Bypassing cell cycle exit disrupts chromatin dynamics at ecdysone target genes and alters their expression.
(A) Scatterplot of ecdysone-responsive genes in 44-h wings under conditions that bypass cell cycle exit versus normal exit. Genes with significant changes in expression are labeled in red. (B, C) Chromatin regions of Blimp-1, Hr3, E74, and E75 fail to close or open at 44 h when cell cycle exit is compromised. (D) Blimp-1 antibody staining of wings at 36 h and 40–42-h wings with normal cell cycle exit (Ctr) or bypassed cell cycle exit in the posterior (using engrailed-Gal4/Gal80TS). Compromising cell cycle exit delays the activation of Blimp-1 in a compartment-autonomous manner. (E) Peaks that fail to open at 44 h from cuticle-development genes harbor high-scoring Blimp-1 binding sites. The underlying data in Fig 6A can be found within S6 Data. Cda5, Chitin deacetylase-like 5; Cpr, Cuticular protein; Ctr, control; E2F, E2F transcription factor; Hr3, Hormone receptor 3; Gal80TS, temperature-sensitive Gal80; RPKM, reads per kilobase of transcript, per million mapped reads; TEM, transmission electron microscopy; wt, wild type.
Fig 7.
A model for the developmental coordination of cell cycle exit and chromatin accessibility.
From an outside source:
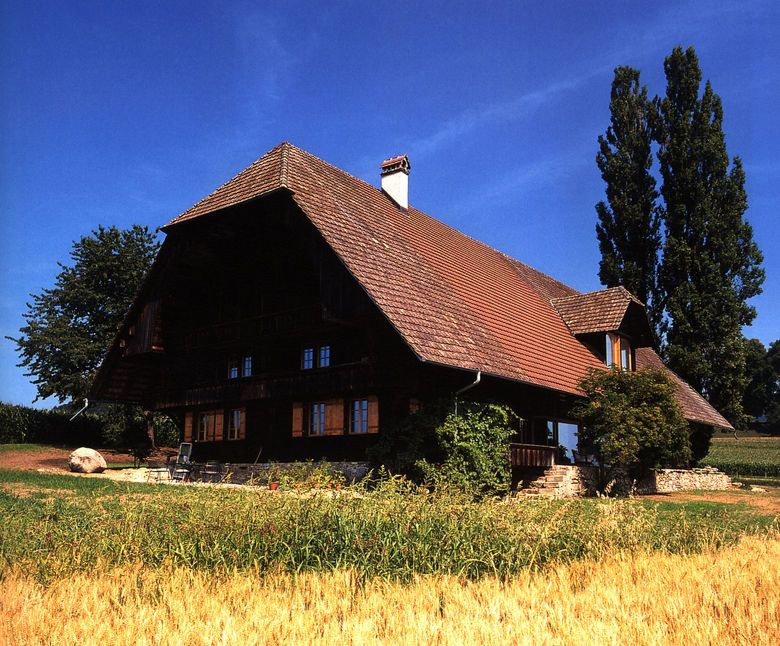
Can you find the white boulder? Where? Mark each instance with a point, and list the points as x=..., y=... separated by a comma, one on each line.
x=86, y=460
Potential regulatory elements at complex cell cycle genes such as stg become inaccessible in a developmentally controlled manner during robust G0. This may limit their activation in response to proliferative signals. Delaying or disrupting cell cycle exit impacts the subsequent opening of chromatin at genes in the wing terminal differentiation program that are potentially controlled via transcription factors downstream of ecdysone signaling. Cpr, Cuticular protein; cycE, cyclin E; E2F, E2F transcription factor; stg, string.